I Wonder As I Wander...In The Wind
I am particularly fond of the high winds that bluster and blow and push in the winter time. They rattle the branches of trees and scurry leaves along so that raking isn't necessary. If your flag pole is tall, the flag wraps tightly around the pole and hangs on.
I like to walk, the wind at my back, pushing me along. I admire the colors of the land which look sun bleached and sere. Beige and grey and blonds against a brilliant blue or steely grey sky. It's beautiful in a take your breath sort of way. Even the shadows that fall across the grass have a grey depth that makes me want to weep for the beauty of them.
Funny thing, winter. So many describe it as death, but really it's beauty, stripped bare and scaled down to the basics, beautiful.
One of these windy days I heard the geese honking overhead, hundreds of them. I went out on the back porch and looked up in the sky and one long straggling vee flew past and then there were hundreds more circling away on an air current. They flapped their wings and struggled and for all that, they stayed in a circle that spun them right back from where they'd just come. How exhausting it must have been to them, fighting to move ahead and being caught up in the endless draft that swirled them around and around, further and further away from the vee of fellow travelers. Every now and then, with what appeared to be a huge amount of determination and mighty effort, one would break free and fly away from the dreaded current.

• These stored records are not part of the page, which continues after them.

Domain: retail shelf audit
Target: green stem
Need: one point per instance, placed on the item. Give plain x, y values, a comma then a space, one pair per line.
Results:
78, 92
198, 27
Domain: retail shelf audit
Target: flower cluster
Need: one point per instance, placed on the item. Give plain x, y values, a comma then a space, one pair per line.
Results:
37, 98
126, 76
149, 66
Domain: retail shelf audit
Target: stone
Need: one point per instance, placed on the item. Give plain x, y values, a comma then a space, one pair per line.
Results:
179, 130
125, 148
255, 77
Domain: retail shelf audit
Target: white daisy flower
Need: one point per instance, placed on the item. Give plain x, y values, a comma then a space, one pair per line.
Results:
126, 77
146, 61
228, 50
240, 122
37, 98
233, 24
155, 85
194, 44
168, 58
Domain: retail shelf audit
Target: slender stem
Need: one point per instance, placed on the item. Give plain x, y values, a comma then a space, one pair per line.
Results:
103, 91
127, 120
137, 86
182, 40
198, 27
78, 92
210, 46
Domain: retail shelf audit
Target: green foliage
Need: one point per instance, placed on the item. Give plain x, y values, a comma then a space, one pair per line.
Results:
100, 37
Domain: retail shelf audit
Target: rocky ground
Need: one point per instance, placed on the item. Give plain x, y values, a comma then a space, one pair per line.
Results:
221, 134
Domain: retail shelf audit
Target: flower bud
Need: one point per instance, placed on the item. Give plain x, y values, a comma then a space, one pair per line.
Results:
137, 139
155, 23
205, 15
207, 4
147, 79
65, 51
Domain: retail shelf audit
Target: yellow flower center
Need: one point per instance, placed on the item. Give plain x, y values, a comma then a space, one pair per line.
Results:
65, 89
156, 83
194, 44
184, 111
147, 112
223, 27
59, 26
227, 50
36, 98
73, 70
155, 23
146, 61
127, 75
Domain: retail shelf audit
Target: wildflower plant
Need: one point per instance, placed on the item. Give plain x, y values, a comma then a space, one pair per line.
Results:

After thirty minutes or so of watching there were three left in the current who just couldn't seem to get out. Indeed it looked as though one fellow had just made up his mind to stay right there. He put out his wings and drifted round and round and round, no flapping, no fight, no struggle. I felt sad for him up there all alone and wondered if, when that current finally died down, he'd hitch a ride in another passing vee winging it's way northwards, but I gave up watching him.
The winds that are high up, not near the ground, don't always shake and rattle the branches but you can hear it clashing and smashing about overhead. Sometimes it makes me awfully restless when those high winds blow, as though I want to hurry up and get busy doing something, but I've no idea what and in the end, I sit back in my chair and try to distract myself. Other times I do find some job that I can do but I'm aware all the while of the raging wind above me. It's really quite strange but commonplace here on the hill to hear that wind pushing about the air above.
I suppose there is a good scientific explanation for it, something no doubt to do with air currents such as the ones I see hawks and vultures gliding about upon and warm air fronts versus cold air fronts and all such as that. I don't much care for science overall.
I am sensitive to sound. I just am and I can't tell you why. Back to the science but I think it has something to do with pressure on the cochlear bone in the ear. I listen to the way people walk and I can pick up quickly who is walking or what their mood is. I used to do it all the time at work "There's our supervisor. She's upset over something." The others would say, "How can you tell?" "I heard her walking up the hall."
I can get quite tensed up if I hear someone stomping about. Occasionally John will be up a good bit earlier than I. I can sleep very well but if he gets upset about something and walks across the floor I wake immediately, aware that he's upset and anxiety will rise up in me. Now he's seldom frustrated with me. It's usually a good sign that the dogs baring are on his last nerve, or he's heard something strange outdoors or he's spilled coffee and frustrated with himself. But boy do the hackles rise on me until I can get to him and ascertain what is wrong.
That's how these high up winds make me feel. As though my hackles are all raised and I'm facing something I can't see. It's a tension or sorts, I guess, one I pick up from the atmosphere itself.
Here in the winter winds tend to be gusty and strong. They bluster and blow. Now and then I feel a bit like one of the pigs while the wolf is outside huffing and puffing.
But oh what clear blue skies often come with those bone chilling winds! How can a blue be so blue? Summer skies are lighter, not quite the brilliance of winter skies.
I love how it strings the clouds out to gossamer thin webs patched in here and there, unlike the big cotton puffs of summer.
Sometimes I stand outdoors and just let the wind buffet me a bit. To stand face into a bitter cold wind for a few moments clears the mind. I imagine the wind pushing all those silly anxious thoughts and worries and fears out and away just as it pushes the leaves from under the trees and down to the bottom of the lawn, hurrying them along.
A cleansing wind, I call it. Sometimes, I wish I could open my heart up and let it blow away a few things from there as well, you know?
In Hebrew, there is a symbol that is pronounced as 'Ha'. Try it.
When you say it there is an exhalation of wind. Translated it means 'breath' . It is a sort of 'wind' really. It is what is meant when the Bible says that God breathed a breath of life into Adam's body. Ha. Just like that and Adam was filled with life. It kinda makes you stop and think, doesn't it? Ha.
Can you imagine how powerful that breath must be?
Thinking of that reminds me of a song that John introduced me to some time ago. It's Kathy Wilson singing "Mighty Rushing Breath of God". It's a powerful piece of music. "Blow over us..." she sings. Just click on the link and give it a listen.
I guess I've been long winded enough with this one...yep. I did go there.